But such explanations about the inner workings of digital projection booths only applies if Nymphomaniac was on the theater’s hub in the first place. As Cowal told The Wrap, “I would say that whatever those kids in Florida saw, it’s extremely unlikely it was anything from Nymphomaniac.” The trailer, according to Cowal, was intended exclusively for the Internet, similarly to many other recent explicit trailers produced by studios and smaller distributors alike. So is there no possibility that Nymphomaniac trailer was shown? “If the Gawker Frozen story is true, it would’ve had to been uploaded from the internet and repurposed by a particularly twisted projectionist,” says Cowal.

But Gholson isn’t convinced this is likely, urging that the only conceivable possibilities lie within the theater’s current programming (i.e., the other films and trailers existing on the hub), as the relationship between multiplex projectionists and distributor content is typically one of comprehensive lock and key.
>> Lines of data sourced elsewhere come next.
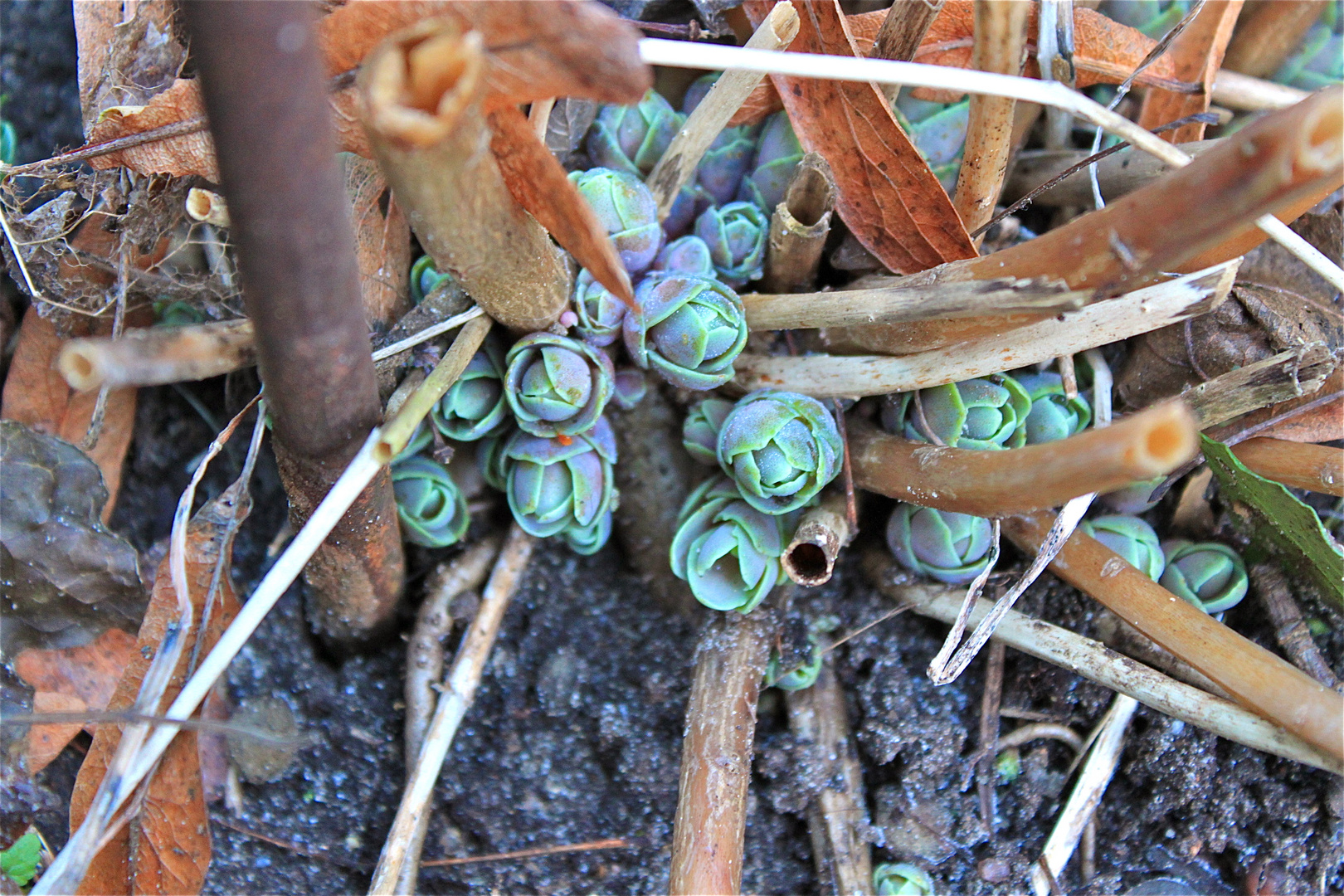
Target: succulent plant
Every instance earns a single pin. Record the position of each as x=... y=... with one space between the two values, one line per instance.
x=687 y=328
x=700 y=430
x=686 y=256
x=726 y=550
x=555 y=384
x=901 y=879
x=800 y=677
x=780 y=448
x=562 y=485
x=735 y=236
x=1053 y=414
x=598 y=309
x=1209 y=575
x=1132 y=539
x=425 y=278
x=988 y=412
x=949 y=547
x=429 y=504
x=632 y=139
x=778 y=153
x=626 y=210
x=475 y=406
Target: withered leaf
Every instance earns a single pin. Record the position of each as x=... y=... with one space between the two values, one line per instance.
x=889 y=197
x=166 y=848
x=541 y=186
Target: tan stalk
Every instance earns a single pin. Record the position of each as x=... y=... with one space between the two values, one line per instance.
x=421 y=105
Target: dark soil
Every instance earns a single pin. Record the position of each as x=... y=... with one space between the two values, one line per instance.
x=576 y=731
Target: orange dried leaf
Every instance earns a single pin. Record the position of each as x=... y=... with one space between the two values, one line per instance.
x=539 y=184
x=888 y=195
x=38 y=397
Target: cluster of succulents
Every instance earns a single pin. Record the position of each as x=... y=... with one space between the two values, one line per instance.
x=774 y=453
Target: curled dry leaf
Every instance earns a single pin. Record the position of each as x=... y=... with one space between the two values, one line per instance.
x=71 y=680
x=888 y=195
x=166 y=848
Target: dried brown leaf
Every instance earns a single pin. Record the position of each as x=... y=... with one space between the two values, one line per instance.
x=38 y=397
x=1195 y=56
x=71 y=680
x=889 y=197
x=541 y=186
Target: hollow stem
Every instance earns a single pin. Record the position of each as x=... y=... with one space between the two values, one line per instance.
x=800 y=226
x=711 y=811
x=421 y=105
x=1253 y=676
x=995 y=484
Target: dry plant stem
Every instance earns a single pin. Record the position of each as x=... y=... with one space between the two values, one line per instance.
x=711 y=811
x=1283 y=377
x=1001 y=37
x=296 y=250
x=1097 y=772
x=905 y=303
x=1289 y=629
x=1257 y=679
x=158 y=355
x=678 y=164
x=1097 y=663
x=995 y=484
x=425 y=668
x=821 y=533
x=838 y=811
x=800 y=226
x=1298 y=465
x=455 y=698
x=1268 y=34
x=1098 y=324
x=421 y=105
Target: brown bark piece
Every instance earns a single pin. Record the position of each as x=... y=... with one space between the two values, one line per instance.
x=889 y=197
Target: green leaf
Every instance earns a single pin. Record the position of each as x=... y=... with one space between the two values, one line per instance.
x=1280 y=520
x=21 y=860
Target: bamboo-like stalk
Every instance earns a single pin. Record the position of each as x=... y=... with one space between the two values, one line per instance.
x=455 y=700
x=1300 y=465
x=678 y=164
x=1097 y=663
x=1253 y=676
x=1098 y=324
x=158 y=355
x=838 y=811
x=711 y=811
x=816 y=543
x=800 y=226
x=1149 y=444
x=1268 y=34
x=1001 y=37
x=421 y=105
x=1118 y=173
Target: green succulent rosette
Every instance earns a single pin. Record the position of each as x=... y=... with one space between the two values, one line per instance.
x=1132 y=539
x=780 y=448
x=700 y=430
x=735 y=236
x=475 y=406
x=689 y=329
x=626 y=210
x=726 y=550
x=988 y=412
x=1053 y=416
x=632 y=139
x=1210 y=575
x=563 y=486
x=555 y=384
x=949 y=547
x=429 y=504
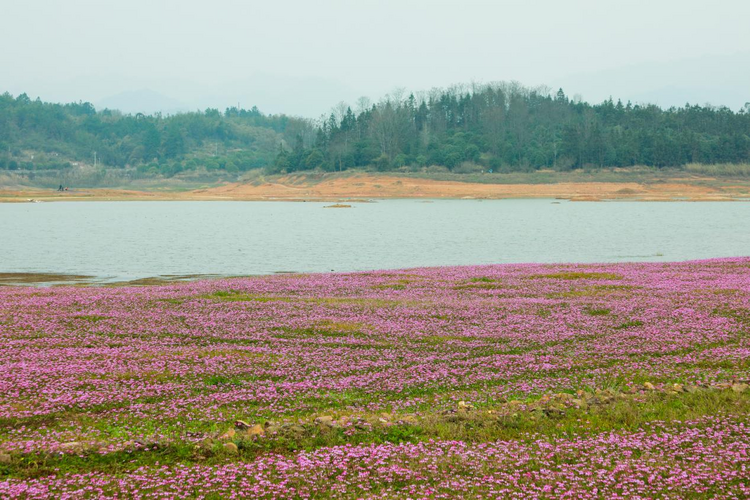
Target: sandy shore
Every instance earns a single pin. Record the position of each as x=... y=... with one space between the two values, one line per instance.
x=336 y=188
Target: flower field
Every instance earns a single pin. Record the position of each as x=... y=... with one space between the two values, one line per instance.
x=509 y=381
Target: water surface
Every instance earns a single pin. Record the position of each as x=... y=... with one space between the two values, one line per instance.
x=130 y=240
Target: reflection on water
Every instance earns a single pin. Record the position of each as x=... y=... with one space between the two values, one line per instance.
x=133 y=240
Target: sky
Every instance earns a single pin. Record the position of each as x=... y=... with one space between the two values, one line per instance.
x=302 y=57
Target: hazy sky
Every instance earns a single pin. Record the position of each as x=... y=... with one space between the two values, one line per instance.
x=302 y=54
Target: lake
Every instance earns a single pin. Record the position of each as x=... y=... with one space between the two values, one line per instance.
x=129 y=240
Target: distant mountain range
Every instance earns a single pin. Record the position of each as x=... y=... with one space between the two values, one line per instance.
x=708 y=79
x=717 y=80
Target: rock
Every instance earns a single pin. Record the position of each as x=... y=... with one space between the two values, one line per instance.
x=241 y=425
x=297 y=429
x=228 y=435
x=256 y=430
x=324 y=420
x=72 y=446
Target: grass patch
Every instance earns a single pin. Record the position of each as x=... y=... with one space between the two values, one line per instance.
x=577 y=276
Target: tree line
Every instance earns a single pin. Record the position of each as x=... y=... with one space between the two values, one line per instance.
x=498 y=127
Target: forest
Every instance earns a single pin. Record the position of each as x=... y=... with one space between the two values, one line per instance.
x=497 y=127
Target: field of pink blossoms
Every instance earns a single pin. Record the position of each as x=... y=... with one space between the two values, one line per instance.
x=397 y=384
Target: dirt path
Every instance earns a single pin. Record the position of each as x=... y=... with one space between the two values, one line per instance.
x=364 y=186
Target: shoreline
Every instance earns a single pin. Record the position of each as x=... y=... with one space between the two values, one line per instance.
x=365 y=187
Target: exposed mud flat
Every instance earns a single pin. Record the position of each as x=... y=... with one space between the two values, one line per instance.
x=366 y=187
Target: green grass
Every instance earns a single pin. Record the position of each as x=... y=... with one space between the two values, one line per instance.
x=620 y=414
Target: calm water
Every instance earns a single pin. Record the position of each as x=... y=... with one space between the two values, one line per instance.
x=129 y=240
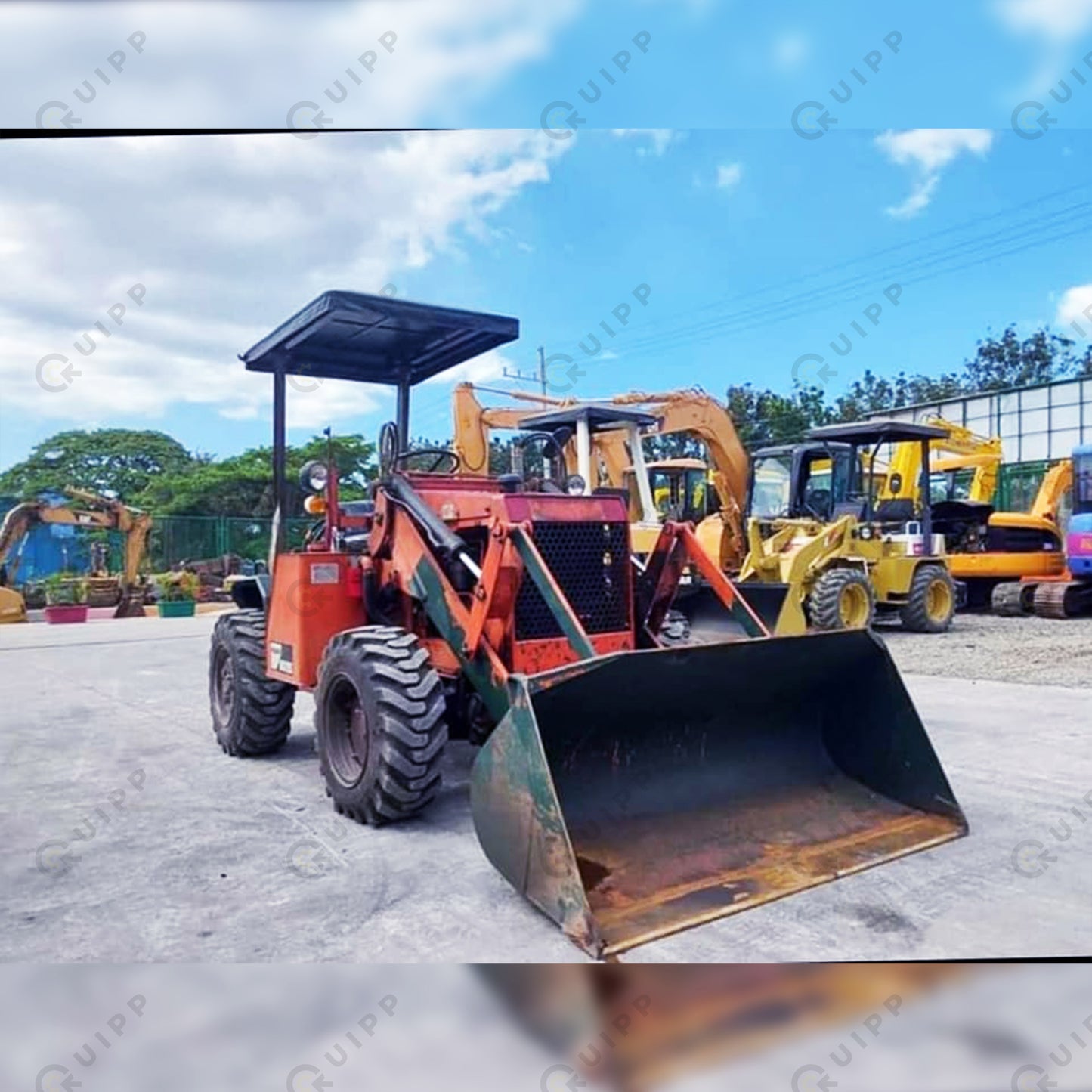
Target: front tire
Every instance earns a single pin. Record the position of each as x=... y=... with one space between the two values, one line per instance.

Both Gholson and The Wrap speculate that the two minutes in question may have been a sex scene from Dallas Buyers Club (currently playing at the theater) which, again, is a scenario whose pragmatics are difficult to imagine as a result of simple human error.

Either way, two possibilities are likely: 1) this was a deliberate move on the part of the projectionist, and 2) it was not the Nymphomaniac trailer.
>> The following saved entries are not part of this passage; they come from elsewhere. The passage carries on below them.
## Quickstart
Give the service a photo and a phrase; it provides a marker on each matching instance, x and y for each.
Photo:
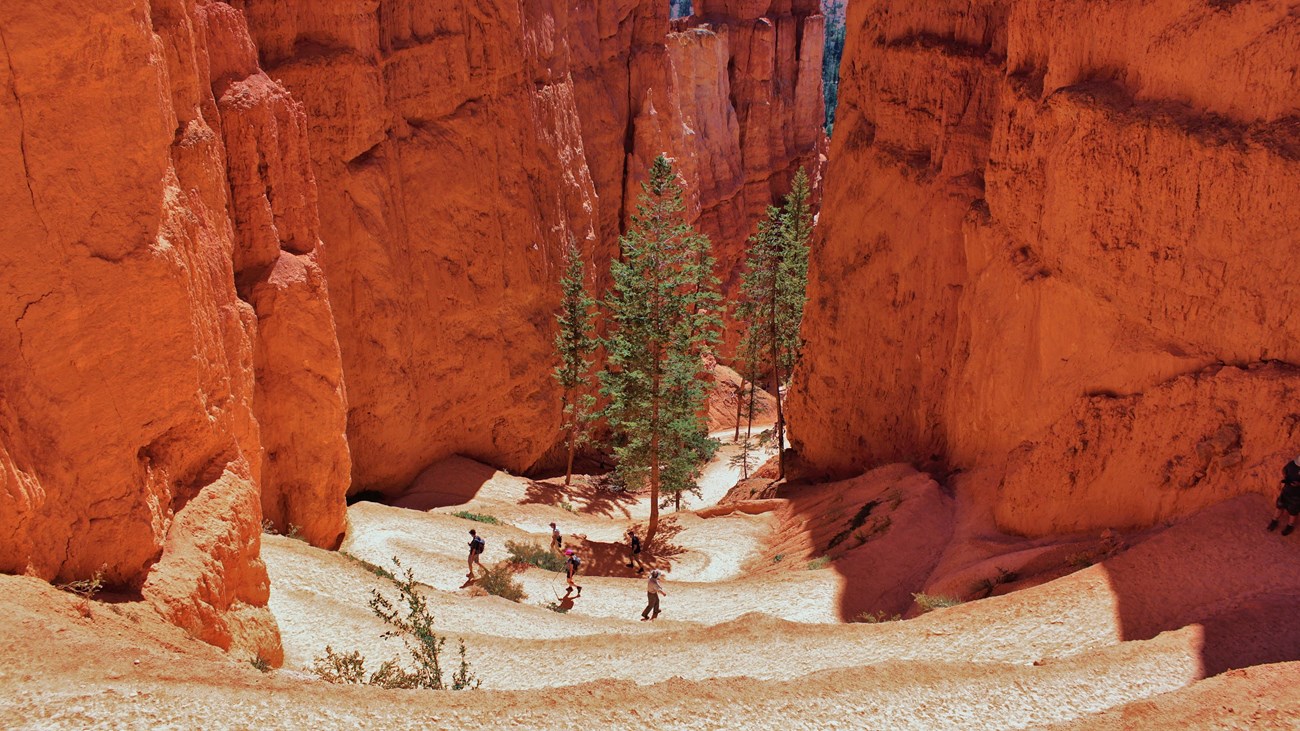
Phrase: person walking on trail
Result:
(1288, 500)
(635, 550)
(571, 566)
(557, 540)
(653, 592)
(476, 549)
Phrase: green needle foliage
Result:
(575, 345)
(663, 306)
(774, 290)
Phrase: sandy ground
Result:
(746, 640)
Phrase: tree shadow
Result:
(1220, 571)
(603, 558)
(588, 497)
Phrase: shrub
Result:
(928, 602)
(410, 621)
(876, 617)
(499, 580)
(533, 554)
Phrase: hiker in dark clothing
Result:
(1288, 501)
(635, 550)
(571, 567)
(476, 549)
(653, 591)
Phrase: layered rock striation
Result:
(459, 147)
(1060, 249)
(168, 359)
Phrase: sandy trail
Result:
(744, 640)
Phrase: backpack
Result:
(1291, 474)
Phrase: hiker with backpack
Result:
(1288, 500)
(476, 549)
(653, 592)
(571, 565)
(635, 550)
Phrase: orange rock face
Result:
(163, 297)
(1044, 237)
(458, 150)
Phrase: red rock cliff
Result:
(459, 145)
(167, 334)
(1058, 246)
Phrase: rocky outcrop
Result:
(459, 148)
(1058, 242)
(167, 318)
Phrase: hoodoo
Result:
(308, 307)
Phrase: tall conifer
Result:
(663, 306)
(575, 345)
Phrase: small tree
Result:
(575, 345)
(663, 308)
(774, 292)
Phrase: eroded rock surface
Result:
(1048, 226)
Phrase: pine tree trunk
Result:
(776, 389)
(568, 471)
(740, 406)
(654, 458)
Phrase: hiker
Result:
(476, 548)
(635, 550)
(1288, 500)
(653, 591)
(571, 567)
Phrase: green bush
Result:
(499, 582)
(536, 556)
(876, 617)
(410, 621)
(928, 602)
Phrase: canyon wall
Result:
(1058, 247)
(459, 146)
(168, 362)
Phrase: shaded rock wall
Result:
(1058, 245)
(458, 147)
(160, 241)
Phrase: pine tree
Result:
(774, 290)
(575, 345)
(664, 319)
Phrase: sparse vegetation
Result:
(533, 554)
(86, 589)
(499, 582)
(984, 587)
(930, 602)
(876, 617)
(410, 621)
(477, 517)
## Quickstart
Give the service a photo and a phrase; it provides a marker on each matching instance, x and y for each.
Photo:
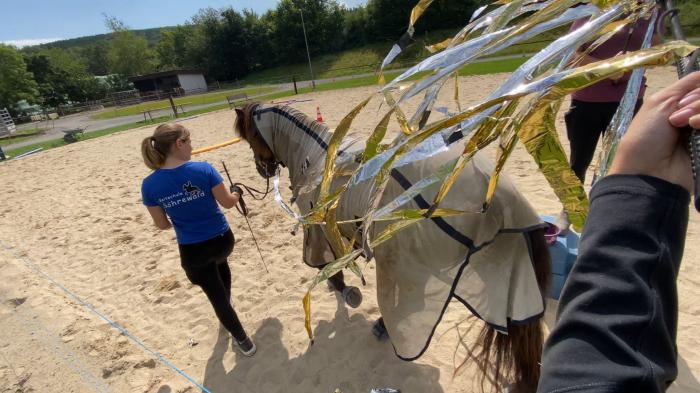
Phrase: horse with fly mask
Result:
(495, 263)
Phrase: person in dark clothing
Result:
(593, 108)
(617, 317)
(184, 195)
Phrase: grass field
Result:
(489, 67)
(21, 136)
(189, 100)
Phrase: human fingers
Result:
(684, 86)
(694, 122)
(681, 117)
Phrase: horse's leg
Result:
(379, 329)
(518, 354)
(350, 294)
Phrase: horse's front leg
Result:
(351, 295)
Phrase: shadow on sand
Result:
(345, 355)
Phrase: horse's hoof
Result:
(352, 296)
(379, 330)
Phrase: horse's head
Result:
(265, 160)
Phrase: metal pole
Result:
(172, 104)
(308, 55)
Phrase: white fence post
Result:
(7, 126)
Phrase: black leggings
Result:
(585, 123)
(206, 266)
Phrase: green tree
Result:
(95, 57)
(16, 83)
(62, 77)
(127, 54)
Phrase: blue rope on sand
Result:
(115, 325)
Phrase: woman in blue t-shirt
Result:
(184, 195)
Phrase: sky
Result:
(31, 22)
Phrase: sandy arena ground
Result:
(75, 214)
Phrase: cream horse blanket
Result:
(483, 261)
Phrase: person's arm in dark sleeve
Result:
(616, 328)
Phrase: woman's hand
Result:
(652, 145)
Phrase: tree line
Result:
(226, 44)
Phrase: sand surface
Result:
(74, 215)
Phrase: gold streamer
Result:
(213, 147)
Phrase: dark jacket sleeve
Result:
(616, 327)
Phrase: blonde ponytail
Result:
(155, 149)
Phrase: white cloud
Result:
(30, 42)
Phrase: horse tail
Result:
(517, 355)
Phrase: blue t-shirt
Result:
(185, 195)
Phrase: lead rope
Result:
(244, 209)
But the most interesting thing about this story isn’t the superficial mystery surrounding what was shown, or even the inadvertent publicity for Lars von Trier’s new film. What’s revealing about this incident is what it says about public moviegoing in the era of digital projection, where the person in the booth is not a commander of a multitude of reels but a human conduit for delivering pre-planned digital content. Gawker framed the story as a Tyler Durden moment. But besides the apparent intentionality on the part of the projectionist, this is anything but.

Long gone is the fantasy of subtle splicing, or common screw-ups like disordered reels and incorrect film-to-screen match-ups. Digital moviegoing means that certain possibilities for error, or even the rare prank from the celluloid era, are simply no longer conceivable. Such an exceedingly rare incident says a lot about how mysterious the digital projection booth is to both regular audiences and to those of us who write about movies. So next time you’re at a theater and something doesn’t seem right about the content onscreen, you should be most concerned about how you’re going to find a time machine back to 2013.
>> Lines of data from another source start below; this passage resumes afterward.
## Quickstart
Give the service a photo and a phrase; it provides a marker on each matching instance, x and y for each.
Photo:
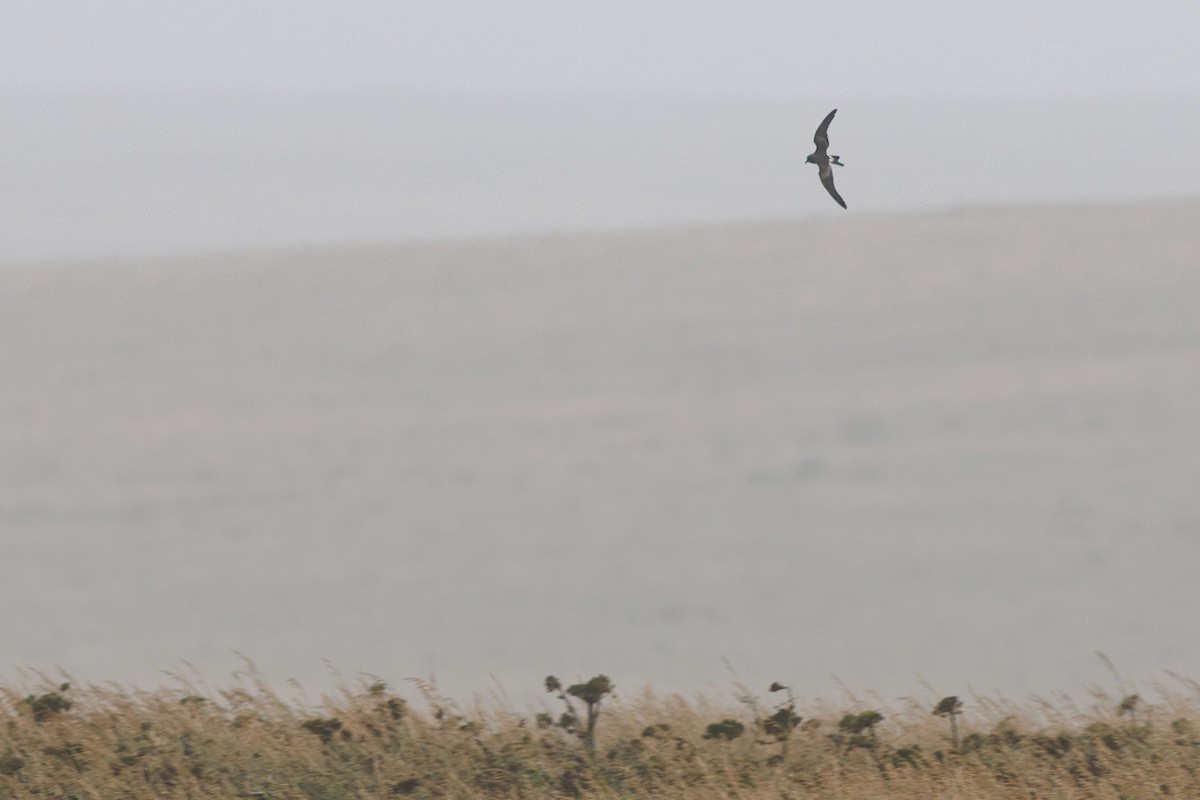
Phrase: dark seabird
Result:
(819, 157)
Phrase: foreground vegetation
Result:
(60, 740)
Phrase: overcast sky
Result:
(763, 47)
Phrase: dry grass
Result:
(247, 741)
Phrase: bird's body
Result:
(823, 160)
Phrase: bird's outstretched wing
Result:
(827, 181)
(821, 138)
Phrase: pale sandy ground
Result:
(961, 445)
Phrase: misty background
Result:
(502, 340)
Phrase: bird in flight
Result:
(823, 162)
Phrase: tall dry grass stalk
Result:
(65, 740)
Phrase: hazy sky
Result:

UPDATE: Below is Regal’s official statement on the matter:

“In an isolated incident, an erroneously programmed ‘R-rated’ feature did start Friday evening in one auditorium at Park Place. Less than two minutes of this incorrect movie was shown before it was stopped. After the correct movie was shown, our manager gathered the audience to apologize and address the patrons concerns. Rest assured that all equipment and operational protocols are being evaluated to ensure, to the fullest extent possible, that such an incident does not re-occur in the future.”